You should find out what is the bottleneck here -- RabbitMQ or Cassandra. Open the Storm UI and take a look at the latency times for each component.
If increasing parallelism didn't help (it normally should), there's definitely a problem with RabbitMQ or Cassandra, so you should focus on them.
In your code you only emit one tuple per call to nextTuple().
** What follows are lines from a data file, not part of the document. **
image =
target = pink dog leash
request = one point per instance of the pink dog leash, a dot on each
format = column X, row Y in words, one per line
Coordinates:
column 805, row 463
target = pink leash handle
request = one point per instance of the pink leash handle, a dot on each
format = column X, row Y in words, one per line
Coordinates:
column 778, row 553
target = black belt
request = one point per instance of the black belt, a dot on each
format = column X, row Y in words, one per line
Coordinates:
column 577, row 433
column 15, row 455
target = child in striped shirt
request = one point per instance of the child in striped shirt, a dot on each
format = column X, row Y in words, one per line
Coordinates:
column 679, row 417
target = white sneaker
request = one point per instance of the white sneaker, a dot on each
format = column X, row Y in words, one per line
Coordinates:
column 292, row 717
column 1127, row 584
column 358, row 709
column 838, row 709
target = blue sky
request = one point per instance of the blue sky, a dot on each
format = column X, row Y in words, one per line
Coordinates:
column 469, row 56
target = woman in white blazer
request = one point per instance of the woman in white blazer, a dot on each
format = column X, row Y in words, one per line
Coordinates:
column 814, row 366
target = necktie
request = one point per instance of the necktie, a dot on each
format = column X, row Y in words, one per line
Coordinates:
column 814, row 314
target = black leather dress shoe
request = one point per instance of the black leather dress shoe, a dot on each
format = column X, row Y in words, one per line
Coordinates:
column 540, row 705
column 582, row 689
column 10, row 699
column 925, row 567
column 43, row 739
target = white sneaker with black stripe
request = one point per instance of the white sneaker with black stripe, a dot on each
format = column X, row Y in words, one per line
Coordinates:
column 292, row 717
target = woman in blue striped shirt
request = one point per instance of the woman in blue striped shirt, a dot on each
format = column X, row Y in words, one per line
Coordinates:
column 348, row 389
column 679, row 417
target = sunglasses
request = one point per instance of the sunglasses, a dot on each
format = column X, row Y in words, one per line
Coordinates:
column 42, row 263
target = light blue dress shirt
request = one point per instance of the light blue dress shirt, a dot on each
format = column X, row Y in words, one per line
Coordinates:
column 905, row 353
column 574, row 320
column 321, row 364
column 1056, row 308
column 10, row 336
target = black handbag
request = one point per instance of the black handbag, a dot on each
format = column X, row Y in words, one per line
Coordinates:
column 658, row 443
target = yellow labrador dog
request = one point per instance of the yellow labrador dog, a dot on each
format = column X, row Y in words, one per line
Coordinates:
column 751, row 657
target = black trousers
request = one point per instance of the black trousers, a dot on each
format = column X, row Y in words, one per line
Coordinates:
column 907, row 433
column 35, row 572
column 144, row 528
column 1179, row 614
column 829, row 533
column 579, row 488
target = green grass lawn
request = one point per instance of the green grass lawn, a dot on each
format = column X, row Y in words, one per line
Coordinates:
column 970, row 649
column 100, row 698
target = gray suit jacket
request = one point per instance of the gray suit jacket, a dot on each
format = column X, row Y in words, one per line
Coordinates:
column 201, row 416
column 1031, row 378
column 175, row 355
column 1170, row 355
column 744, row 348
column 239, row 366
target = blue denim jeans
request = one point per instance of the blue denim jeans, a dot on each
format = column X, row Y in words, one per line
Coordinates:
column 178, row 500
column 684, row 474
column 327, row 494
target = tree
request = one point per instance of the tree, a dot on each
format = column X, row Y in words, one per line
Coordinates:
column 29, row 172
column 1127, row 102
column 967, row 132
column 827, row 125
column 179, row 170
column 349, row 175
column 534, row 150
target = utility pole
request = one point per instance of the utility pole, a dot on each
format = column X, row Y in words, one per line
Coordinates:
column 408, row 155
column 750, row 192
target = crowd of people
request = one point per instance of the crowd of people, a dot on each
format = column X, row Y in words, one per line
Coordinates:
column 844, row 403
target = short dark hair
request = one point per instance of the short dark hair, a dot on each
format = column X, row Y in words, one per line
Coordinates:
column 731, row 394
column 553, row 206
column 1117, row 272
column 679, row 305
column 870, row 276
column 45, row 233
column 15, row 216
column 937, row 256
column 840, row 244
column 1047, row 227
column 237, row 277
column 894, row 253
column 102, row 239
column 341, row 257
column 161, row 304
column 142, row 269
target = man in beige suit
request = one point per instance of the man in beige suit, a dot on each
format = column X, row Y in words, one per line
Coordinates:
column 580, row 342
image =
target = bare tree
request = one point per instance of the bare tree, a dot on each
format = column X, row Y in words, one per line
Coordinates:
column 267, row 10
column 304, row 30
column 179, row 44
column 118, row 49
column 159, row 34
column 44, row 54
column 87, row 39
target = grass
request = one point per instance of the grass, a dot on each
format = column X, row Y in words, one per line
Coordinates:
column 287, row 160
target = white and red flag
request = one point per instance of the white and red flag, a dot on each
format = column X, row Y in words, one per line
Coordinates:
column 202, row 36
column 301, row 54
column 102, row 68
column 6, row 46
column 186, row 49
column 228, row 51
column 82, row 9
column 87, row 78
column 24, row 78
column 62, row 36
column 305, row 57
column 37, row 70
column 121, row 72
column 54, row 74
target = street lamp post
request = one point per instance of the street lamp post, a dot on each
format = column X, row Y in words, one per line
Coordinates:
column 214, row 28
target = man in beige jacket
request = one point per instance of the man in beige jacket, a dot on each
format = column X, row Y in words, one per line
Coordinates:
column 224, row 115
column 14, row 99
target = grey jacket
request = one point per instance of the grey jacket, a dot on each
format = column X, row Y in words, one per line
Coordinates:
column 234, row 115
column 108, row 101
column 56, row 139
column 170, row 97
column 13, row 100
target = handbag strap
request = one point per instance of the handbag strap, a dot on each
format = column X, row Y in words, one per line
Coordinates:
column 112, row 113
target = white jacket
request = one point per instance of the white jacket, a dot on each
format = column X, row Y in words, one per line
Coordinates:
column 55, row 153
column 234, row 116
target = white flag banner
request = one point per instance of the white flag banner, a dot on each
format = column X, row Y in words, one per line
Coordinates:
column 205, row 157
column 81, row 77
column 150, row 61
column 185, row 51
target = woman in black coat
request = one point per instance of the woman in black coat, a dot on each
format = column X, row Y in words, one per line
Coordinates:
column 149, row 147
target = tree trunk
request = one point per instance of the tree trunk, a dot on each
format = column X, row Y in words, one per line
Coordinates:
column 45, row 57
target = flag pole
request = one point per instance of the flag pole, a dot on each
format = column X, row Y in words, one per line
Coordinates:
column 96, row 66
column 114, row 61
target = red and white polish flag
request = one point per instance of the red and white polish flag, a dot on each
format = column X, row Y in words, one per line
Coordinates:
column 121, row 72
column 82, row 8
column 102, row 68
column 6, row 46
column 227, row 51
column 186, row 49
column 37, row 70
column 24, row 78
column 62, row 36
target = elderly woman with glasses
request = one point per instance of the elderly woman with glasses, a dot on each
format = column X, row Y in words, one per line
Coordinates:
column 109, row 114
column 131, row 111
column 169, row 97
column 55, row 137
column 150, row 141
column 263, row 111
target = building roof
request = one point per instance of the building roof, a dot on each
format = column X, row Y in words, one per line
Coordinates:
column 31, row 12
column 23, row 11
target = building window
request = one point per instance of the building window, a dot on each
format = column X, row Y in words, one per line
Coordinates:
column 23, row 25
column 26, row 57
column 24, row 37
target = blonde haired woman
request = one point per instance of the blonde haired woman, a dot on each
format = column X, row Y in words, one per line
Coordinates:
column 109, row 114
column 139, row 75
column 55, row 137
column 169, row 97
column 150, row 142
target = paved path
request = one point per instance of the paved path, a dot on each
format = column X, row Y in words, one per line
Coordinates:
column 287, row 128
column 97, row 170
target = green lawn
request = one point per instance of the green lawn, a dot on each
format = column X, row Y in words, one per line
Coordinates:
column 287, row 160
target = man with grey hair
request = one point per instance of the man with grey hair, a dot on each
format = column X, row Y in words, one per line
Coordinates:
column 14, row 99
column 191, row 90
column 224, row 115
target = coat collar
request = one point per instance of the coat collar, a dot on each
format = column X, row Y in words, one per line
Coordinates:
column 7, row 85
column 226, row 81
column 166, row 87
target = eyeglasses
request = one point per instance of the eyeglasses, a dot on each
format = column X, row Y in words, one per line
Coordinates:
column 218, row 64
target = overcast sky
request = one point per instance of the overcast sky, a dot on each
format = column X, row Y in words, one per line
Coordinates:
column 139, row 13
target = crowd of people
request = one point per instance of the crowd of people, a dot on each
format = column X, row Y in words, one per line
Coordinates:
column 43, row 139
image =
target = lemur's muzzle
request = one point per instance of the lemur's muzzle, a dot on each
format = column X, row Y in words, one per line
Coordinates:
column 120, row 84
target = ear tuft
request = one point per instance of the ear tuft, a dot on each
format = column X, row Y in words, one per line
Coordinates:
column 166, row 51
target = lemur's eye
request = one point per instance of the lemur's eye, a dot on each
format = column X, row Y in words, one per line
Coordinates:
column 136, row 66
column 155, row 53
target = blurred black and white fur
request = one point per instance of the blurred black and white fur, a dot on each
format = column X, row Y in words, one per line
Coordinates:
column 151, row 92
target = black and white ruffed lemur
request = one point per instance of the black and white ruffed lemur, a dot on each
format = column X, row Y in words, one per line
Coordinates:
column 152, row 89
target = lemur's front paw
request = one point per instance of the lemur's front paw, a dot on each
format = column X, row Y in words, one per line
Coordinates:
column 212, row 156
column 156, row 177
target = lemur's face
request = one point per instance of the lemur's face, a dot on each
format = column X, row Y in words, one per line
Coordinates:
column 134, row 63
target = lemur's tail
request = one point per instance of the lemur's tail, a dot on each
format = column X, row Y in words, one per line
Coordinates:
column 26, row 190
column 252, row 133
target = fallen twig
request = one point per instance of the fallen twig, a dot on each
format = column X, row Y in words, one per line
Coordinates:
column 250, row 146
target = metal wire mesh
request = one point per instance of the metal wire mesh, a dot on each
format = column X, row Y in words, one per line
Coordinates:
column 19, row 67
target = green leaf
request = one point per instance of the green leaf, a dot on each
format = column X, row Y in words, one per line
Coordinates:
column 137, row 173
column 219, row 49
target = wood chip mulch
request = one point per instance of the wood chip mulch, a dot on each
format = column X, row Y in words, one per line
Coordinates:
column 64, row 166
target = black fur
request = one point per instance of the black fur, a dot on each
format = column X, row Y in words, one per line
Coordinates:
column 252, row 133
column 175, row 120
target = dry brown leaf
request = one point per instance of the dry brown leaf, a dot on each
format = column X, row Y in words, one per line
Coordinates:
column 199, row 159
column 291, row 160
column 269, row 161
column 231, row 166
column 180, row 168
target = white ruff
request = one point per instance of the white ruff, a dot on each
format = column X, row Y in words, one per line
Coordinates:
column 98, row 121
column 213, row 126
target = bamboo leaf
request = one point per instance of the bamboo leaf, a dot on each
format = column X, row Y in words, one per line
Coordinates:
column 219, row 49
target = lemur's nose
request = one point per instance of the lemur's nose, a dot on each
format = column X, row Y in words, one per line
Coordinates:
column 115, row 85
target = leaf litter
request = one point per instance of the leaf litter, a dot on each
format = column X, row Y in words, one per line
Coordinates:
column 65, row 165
Try emitting more tuples per call.
something like:
public void nextTuple() {
int max = 1000;
int count = 0;
GetResponse response = channel.basicGet(queueName, autoAck);
while ((response != null) && (count < max)) {
// process message
spoutOutputCollector.emit(new Values(item), item);
count++;
response = channel.basicGet(queueName, autoAck);
}
try { Thread.sleep(2000); } catch (InterruptedException ex) {
}
We are successfully using RabbitMQ and Storm. The result gets stored in a different DB, but anyway. We first used basic_get in Spout, and had a terrible performance, but then we swiched to basic_consume, and performance is actually very good. So take a look at how you consuming messages from Rabbit.
Some important factors:
basic_consume instead of basic_get
prefetch_count (make it high enough)
If you want to increase performance, and you don't care about loosing messages - do not ack messages and set delivery_mode to 1.